As a tadpole, fish are their main predator, primarily mosquito fish, while as adults, their predator list is reported to include the copperhead (Agkistrodon contortrix) and the common garter snakes (Thamnophis sirtalis). Other known predators include the glossy watersnakes (Liodytes rigida), the eastern cottonmouth (Agkistrodon piscivorus), and the cattle egret (Bubulcus ibis). This particular toad species avoids predators by burrowing, seeking cover, and/or nocturnal activity patterns. Chemically, they are also capable of producing mucus that produces a violent burning sensation and irritates membranes. The toxins secreted from their skin deter predators, but they also plays a role in inhibiting ant attacks when individuals forage near ant mounds.

These toads are accomplished burrowers, and are seldom seen on the surface due to their nocturnal nature. Though they may be present in large numbers, their existence is hardly suspected. Though they are not known to establish territories, their mating calling positions can be as close as 2 cm, or as distant as several meters apart.

==Fossil record==
A few fossils belonging to the Miocene epoch have been found in Florida.
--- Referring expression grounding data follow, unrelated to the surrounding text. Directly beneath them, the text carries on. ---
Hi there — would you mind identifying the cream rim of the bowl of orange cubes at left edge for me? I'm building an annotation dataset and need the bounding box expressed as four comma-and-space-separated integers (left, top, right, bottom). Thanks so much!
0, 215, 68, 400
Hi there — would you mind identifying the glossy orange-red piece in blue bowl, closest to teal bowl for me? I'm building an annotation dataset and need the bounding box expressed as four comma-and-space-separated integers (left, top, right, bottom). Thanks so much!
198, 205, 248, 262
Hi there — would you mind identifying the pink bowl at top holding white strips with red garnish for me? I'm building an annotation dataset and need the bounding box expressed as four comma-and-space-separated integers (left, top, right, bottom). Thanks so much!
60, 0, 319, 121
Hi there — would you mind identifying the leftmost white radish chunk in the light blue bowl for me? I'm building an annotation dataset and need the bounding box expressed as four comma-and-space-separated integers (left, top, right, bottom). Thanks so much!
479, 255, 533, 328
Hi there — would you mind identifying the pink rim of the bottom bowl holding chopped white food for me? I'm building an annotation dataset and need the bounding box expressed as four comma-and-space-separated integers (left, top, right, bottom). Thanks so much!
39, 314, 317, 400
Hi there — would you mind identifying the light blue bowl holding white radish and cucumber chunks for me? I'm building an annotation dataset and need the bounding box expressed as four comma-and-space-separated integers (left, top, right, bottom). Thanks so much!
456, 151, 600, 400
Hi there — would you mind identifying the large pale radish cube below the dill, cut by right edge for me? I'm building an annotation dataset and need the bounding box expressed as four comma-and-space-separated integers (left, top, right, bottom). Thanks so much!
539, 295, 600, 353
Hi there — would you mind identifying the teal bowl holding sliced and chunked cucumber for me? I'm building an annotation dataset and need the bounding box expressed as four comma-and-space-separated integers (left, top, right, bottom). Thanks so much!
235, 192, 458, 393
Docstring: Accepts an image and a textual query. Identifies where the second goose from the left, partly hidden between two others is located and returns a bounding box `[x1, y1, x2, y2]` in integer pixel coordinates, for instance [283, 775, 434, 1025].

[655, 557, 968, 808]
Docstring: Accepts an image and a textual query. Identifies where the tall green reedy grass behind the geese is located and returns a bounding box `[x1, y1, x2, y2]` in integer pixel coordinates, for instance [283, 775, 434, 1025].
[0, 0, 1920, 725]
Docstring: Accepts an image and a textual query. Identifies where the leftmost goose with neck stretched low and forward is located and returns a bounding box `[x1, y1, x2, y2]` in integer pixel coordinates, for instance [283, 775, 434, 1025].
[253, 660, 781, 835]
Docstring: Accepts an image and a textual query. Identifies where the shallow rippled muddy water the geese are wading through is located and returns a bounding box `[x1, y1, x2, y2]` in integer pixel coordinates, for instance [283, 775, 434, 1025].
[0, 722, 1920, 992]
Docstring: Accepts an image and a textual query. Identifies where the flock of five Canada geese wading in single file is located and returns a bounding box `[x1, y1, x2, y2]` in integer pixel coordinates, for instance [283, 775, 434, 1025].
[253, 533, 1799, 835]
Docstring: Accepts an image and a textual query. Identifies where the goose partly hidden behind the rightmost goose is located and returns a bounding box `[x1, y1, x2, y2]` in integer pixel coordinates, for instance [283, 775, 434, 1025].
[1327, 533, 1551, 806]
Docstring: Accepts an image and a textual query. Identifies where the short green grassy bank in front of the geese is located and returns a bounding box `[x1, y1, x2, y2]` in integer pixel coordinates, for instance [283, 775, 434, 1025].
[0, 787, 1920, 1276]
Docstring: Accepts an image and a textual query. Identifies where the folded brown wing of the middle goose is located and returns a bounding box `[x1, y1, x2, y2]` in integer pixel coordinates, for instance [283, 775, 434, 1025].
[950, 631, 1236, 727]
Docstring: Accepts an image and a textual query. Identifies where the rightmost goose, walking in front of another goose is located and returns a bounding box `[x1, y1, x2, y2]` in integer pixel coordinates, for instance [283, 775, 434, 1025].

The ilia of Gastrophryne are very distinctive and different from other small anurans. Based on observances of the different developmental features of the ilium between G. carolinensis and G. olivacea, the two species could have differentiated from the early Miocene.

==Conservation status==
According to the IUCN Red List category and criteria, Gastrophryne carolinensis is listed as a species of least concern due to its presumed large population, wide distribution, and ability to adapt to various habitats. Thus, no conservation actions are currently needed, though the population in Maryland is protected as an endangered species. One potential threat to the conservation of the species is copper contamination in wetland habitats. G. carolinensis has been found to be particularly sensitive. Copper and other mineral toxicity is often a result of mining runoff.